I cannot believe reports in the papers about what is happening with pensions. As a nonregulated accountancy firm, is there anything we should be doing for ourselves but, more important, is there anything we should be doing for our clients?
Chancellor Gordon Brown is not prepared to discuss the £1.4m lifetime limit. He has asked the National Audit Office to look into the number of people affected and we will not know the answer until the 2004 Budget. The answer will determine if any changes take effect.
It would be easy to assume that only clients with big pension funds might be affected by pension simplification. This is not the case.
You need to identify all funds which could approach or exceed the £1.4m limit. We will be able to preserve the existing funds without the penal tax charge by ringfencing. If we do not ringfence the existing funds, your clients will be able to take £350,000 as tax-free cash, with the remaining money up to the £1.4m limit used to provide income using either an annuity or drawdown. Any remaining fund will fall foul of the new tax charge, being an accumulated 55 per cent.
Because there is no wavering to the requirement that no death benefits be payable after age 75, some clients might prefer to take the excess over the cap as a taxed benefit, putting money in their own hands.

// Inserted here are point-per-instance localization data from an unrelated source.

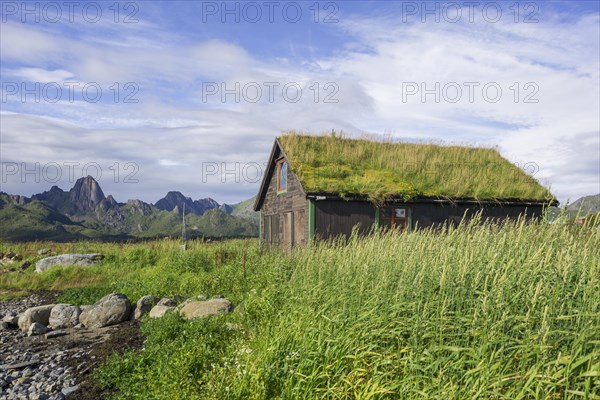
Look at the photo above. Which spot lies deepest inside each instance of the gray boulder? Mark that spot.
(167, 302)
(159, 311)
(11, 319)
(37, 329)
(109, 310)
(199, 309)
(81, 260)
(144, 305)
(40, 314)
(64, 316)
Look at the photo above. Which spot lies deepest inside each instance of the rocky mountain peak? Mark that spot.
(86, 195)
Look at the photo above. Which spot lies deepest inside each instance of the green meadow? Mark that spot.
(480, 311)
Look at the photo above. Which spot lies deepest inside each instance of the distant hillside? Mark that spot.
(84, 212)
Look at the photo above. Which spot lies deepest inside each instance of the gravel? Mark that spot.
(56, 365)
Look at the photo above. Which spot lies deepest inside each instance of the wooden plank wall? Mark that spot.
(283, 212)
(337, 217)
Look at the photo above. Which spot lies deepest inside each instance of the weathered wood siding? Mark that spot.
(337, 217)
(425, 215)
(284, 216)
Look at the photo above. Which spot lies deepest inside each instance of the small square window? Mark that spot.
(281, 176)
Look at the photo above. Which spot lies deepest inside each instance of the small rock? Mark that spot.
(40, 314)
(37, 329)
(68, 390)
(109, 310)
(55, 334)
(167, 302)
(81, 260)
(144, 305)
(159, 311)
(64, 316)
(11, 319)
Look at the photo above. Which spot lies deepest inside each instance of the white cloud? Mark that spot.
(172, 133)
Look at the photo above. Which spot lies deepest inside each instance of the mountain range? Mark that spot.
(84, 212)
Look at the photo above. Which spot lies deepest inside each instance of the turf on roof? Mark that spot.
(382, 170)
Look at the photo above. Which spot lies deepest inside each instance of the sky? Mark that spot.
(151, 96)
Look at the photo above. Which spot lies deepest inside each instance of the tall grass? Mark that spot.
(384, 169)
(508, 311)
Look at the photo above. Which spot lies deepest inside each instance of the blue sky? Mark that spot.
(151, 96)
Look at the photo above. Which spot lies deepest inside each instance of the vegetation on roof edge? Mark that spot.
(386, 169)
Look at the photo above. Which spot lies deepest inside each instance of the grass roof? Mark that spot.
(381, 170)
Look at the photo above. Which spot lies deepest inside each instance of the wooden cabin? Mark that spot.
(320, 187)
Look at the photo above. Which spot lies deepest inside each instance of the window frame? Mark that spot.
(280, 164)
(407, 219)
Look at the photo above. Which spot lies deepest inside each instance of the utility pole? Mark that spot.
(183, 238)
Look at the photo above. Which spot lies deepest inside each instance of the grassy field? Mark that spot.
(481, 311)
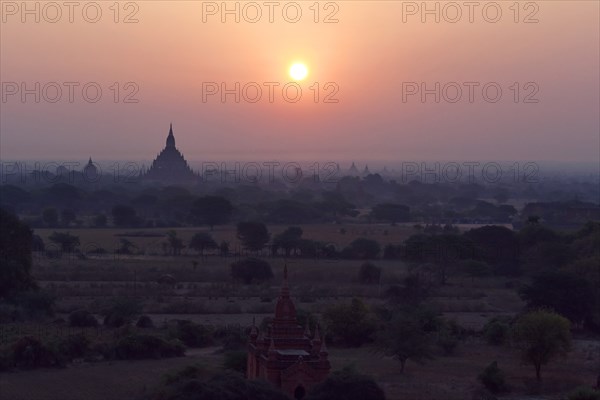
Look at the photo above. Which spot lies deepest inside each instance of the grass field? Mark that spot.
(205, 294)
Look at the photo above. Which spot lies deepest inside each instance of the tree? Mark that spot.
(406, 337)
(68, 243)
(476, 269)
(347, 385)
(541, 336)
(351, 324)
(492, 377)
(254, 235)
(15, 255)
(496, 245)
(251, 270)
(390, 212)
(50, 217)
(369, 273)
(67, 216)
(175, 243)
(99, 221)
(567, 293)
(288, 240)
(211, 210)
(362, 249)
(202, 241)
(192, 383)
(125, 246)
(124, 216)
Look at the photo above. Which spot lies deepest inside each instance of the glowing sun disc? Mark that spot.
(298, 71)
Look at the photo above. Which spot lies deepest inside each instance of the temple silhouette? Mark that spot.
(170, 166)
(286, 355)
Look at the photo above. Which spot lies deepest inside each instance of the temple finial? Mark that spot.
(171, 137)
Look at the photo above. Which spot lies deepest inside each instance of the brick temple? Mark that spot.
(287, 355)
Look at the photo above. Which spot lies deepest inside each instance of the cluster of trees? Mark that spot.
(197, 383)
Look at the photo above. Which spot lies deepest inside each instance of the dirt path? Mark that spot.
(119, 380)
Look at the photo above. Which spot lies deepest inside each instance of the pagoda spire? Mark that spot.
(285, 287)
(171, 137)
(307, 328)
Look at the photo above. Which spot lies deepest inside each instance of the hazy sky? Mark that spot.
(374, 56)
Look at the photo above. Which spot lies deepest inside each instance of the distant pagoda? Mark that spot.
(170, 166)
(285, 354)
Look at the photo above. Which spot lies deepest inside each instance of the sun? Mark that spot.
(298, 71)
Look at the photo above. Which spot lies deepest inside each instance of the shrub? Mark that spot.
(139, 346)
(351, 324)
(369, 273)
(36, 303)
(190, 334)
(447, 340)
(74, 346)
(232, 338)
(82, 318)
(496, 331)
(584, 393)
(361, 249)
(347, 385)
(144, 322)
(251, 270)
(224, 386)
(121, 312)
(28, 353)
(236, 361)
(492, 378)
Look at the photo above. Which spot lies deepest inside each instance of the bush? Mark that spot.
(584, 393)
(190, 334)
(28, 353)
(251, 270)
(82, 318)
(74, 346)
(144, 322)
(351, 324)
(138, 346)
(447, 340)
(190, 384)
(36, 303)
(121, 312)
(493, 378)
(236, 361)
(361, 249)
(347, 385)
(496, 331)
(232, 338)
(369, 273)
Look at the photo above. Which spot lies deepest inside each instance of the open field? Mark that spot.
(447, 378)
(204, 292)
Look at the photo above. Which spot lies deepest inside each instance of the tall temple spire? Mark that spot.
(171, 138)
(285, 309)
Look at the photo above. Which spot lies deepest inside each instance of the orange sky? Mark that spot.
(170, 54)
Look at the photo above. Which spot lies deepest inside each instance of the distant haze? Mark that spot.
(368, 54)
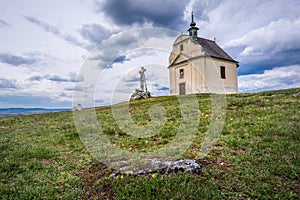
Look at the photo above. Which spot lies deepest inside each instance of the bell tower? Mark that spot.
(193, 29)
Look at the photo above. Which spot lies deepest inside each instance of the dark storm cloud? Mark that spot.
(7, 83)
(3, 23)
(55, 31)
(167, 13)
(121, 59)
(56, 78)
(15, 60)
(94, 33)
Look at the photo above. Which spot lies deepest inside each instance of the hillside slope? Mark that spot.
(256, 156)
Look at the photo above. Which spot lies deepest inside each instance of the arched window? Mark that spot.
(222, 72)
(181, 47)
(181, 73)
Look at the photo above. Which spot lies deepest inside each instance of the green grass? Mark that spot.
(256, 157)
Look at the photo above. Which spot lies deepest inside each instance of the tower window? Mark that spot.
(222, 72)
(181, 47)
(181, 73)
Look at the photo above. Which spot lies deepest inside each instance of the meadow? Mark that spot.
(256, 156)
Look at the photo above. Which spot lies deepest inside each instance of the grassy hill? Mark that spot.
(256, 157)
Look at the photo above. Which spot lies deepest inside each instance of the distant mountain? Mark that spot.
(26, 111)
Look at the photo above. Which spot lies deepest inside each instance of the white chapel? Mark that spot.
(199, 65)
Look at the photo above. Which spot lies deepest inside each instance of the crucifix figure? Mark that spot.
(142, 79)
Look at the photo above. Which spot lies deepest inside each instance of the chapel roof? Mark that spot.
(211, 48)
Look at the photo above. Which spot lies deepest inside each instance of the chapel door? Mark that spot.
(181, 88)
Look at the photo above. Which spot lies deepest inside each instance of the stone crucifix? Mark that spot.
(142, 79)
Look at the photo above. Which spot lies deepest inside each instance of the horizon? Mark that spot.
(44, 48)
(70, 108)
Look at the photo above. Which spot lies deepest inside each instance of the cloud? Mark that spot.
(270, 43)
(72, 77)
(167, 13)
(16, 60)
(55, 31)
(94, 33)
(37, 100)
(3, 23)
(8, 84)
(279, 78)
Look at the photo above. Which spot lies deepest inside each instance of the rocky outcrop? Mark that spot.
(162, 167)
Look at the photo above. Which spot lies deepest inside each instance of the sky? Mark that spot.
(49, 49)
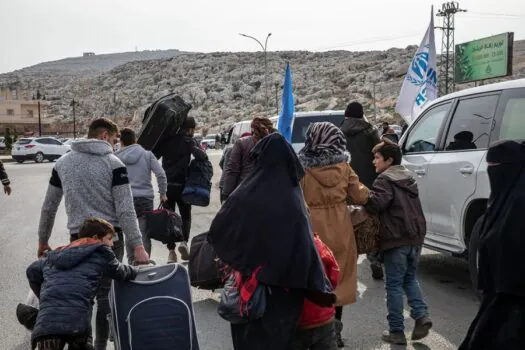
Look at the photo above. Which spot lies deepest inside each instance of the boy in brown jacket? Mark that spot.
(395, 198)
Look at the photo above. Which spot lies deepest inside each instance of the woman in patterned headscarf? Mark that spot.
(328, 182)
(240, 165)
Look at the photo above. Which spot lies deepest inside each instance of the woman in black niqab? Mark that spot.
(500, 322)
(264, 223)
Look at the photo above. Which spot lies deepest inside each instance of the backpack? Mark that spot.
(198, 184)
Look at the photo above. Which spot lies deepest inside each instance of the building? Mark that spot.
(22, 115)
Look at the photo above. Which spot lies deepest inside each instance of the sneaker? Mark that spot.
(421, 328)
(377, 271)
(397, 338)
(339, 341)
(183, 250)
(172, 257)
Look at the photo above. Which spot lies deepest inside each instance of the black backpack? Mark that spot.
(162, 119)
(198, 184)
(204, 267)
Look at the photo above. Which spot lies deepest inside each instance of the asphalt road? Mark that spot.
(445, 280)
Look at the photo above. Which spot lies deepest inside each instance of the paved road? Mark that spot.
(444, 279)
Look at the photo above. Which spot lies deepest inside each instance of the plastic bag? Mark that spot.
(230, 305)
(27, 312)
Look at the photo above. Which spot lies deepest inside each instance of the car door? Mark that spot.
(454, 168)
(419, 147)
(42, 145)
(57, 147)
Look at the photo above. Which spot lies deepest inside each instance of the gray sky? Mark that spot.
(44, 30)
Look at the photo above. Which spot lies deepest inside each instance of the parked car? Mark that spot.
(445, 148)
(209, 141)
(198, 138)
(38, 149)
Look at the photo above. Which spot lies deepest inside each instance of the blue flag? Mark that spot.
(287, 109)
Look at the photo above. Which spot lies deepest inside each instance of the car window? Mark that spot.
(301, 124)
(471, 123)
(513, 121)
(423, 136)
(23, 141)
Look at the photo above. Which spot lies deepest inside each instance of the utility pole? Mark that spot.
(39, 120)
(277, 97)
(73, 103)
(448, 11)
(374, 97)
(264, 47)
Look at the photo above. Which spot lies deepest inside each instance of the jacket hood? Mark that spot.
(66, 258)
(329, 176)
(92, 146)
(131, 154)
(353, 126)
(402, 178)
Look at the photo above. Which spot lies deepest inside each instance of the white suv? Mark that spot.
(446, 150)
(38, 149)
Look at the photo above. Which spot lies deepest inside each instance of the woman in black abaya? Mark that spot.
(500, 322)
(264, 224)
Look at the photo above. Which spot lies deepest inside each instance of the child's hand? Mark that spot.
(42, 248)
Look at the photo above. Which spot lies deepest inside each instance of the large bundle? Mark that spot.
(161, 120)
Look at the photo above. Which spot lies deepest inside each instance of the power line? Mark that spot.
(360, 42)
(492, 14)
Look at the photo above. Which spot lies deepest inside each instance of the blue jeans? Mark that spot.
(400, 268)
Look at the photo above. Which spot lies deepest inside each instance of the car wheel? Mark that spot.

Any advantageous tax-free cash amounts over the proposed 25 per cent figure also need ringfencing. This will affect people in company pension schemes or section 32 buyout schemes. So, in addition to identifying all those clients with potentially big funds, you also have to look at those with old funds and long service, probably with relatively small funds.
Only a few weeks ago, it seemed that there was no way to include residential property in a pension scheme. Now, investors will be able to purchase and use residential property and other exotic investments.

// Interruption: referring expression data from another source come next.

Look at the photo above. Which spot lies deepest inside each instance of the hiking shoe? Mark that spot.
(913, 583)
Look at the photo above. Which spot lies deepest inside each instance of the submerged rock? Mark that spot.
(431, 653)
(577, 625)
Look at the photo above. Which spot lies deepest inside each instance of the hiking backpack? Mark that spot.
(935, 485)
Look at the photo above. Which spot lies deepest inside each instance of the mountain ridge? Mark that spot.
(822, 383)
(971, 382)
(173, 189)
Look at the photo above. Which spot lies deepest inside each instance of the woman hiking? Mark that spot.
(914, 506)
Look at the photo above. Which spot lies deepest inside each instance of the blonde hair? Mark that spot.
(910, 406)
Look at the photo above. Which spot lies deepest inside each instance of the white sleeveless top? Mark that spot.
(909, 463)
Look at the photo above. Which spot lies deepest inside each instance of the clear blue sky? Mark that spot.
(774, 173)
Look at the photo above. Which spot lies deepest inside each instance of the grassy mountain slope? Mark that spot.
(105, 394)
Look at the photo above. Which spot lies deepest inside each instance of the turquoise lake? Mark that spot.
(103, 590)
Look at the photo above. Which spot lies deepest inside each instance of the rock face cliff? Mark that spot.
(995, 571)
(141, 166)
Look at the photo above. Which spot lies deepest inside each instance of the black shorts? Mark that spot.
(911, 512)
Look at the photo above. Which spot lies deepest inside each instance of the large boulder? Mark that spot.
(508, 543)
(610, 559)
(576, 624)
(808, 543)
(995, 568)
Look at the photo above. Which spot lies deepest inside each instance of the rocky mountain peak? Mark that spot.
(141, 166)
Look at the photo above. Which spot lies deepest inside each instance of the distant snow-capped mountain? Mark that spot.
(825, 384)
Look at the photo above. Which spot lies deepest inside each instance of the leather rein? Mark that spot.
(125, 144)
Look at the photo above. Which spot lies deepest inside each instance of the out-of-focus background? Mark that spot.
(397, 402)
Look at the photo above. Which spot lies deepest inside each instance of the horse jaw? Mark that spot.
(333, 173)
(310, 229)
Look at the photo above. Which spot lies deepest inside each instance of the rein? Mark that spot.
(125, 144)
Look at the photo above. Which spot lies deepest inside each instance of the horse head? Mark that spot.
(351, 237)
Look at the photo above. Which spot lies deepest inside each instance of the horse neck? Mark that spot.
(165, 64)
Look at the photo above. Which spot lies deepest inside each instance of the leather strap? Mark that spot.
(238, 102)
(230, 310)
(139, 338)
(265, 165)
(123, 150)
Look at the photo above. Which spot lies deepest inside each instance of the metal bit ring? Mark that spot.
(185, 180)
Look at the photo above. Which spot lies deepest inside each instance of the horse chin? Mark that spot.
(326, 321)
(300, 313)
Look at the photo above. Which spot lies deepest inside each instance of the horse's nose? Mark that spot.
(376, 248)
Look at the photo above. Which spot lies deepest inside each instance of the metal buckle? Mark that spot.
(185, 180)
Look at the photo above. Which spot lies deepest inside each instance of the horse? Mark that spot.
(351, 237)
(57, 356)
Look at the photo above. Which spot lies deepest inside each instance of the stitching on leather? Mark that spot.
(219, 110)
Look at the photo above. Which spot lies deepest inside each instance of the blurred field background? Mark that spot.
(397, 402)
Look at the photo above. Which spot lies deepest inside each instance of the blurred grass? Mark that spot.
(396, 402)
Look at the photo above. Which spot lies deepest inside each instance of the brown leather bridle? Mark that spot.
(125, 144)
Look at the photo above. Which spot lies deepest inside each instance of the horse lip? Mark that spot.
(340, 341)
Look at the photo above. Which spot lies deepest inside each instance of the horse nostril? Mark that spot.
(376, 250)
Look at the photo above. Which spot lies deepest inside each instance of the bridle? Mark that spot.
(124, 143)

As accountants, this area is going to be especially challenging for you, particularly with the new tax charge on pension benefits in kind.
Anyone involved in residential or commercial property development perhaps needs to be informed that they might be able to use their pension fund for that purpose in the near future. That same group of clients needs to be informed about the new rules concerning borrowing. From April 2005, all the old rules disappear, to be replaced by one rule which allows borrowing for an amount equal to half the value of the pension fund. Those clients you have contacted concerning commercial property need to be aware of these changes, particularly due to the often long lead-in times concerning the purchase of commercial property.
If you are involved in divorce matters as they relate to pensions, there is a further interesting change. Today, where a pension share arrangement is made for high earners, the debit created remains as a debit against maximum benefits. The person receiving the credit is able to take this extra pension value in addition to any maximum benefits. From April 2005, this will change so that both parties will be able to accumulate funds up to the £1.4m limit, regardless of any pension debit or credit.
If we take the situation where the ex-husband has a £1m pension fund which is shared equally, under the new legislation he will be able to replace his loss up to the cap. The ex-wife will be able to do the same, whereas previously she would have been able to have maximum benefits plus the £500,000.
In big money cases, it must be decided if the pension sharing order is to be issued before or after the new legislation. It is also necessary to look at existing pension sharing orders from a ringfencing point of view.
In summary, it is not just big pension funds we need to look at but also those where there are generous tax-free cash allowances.
Anybody involved in property purchase, particularly if borrowing is anticipated, will also need to be made aware of the proposed rules as quickly as possible.
Finally, high-net-worth clients involved in divorce will need to be taken through the preand post-pension-share positions.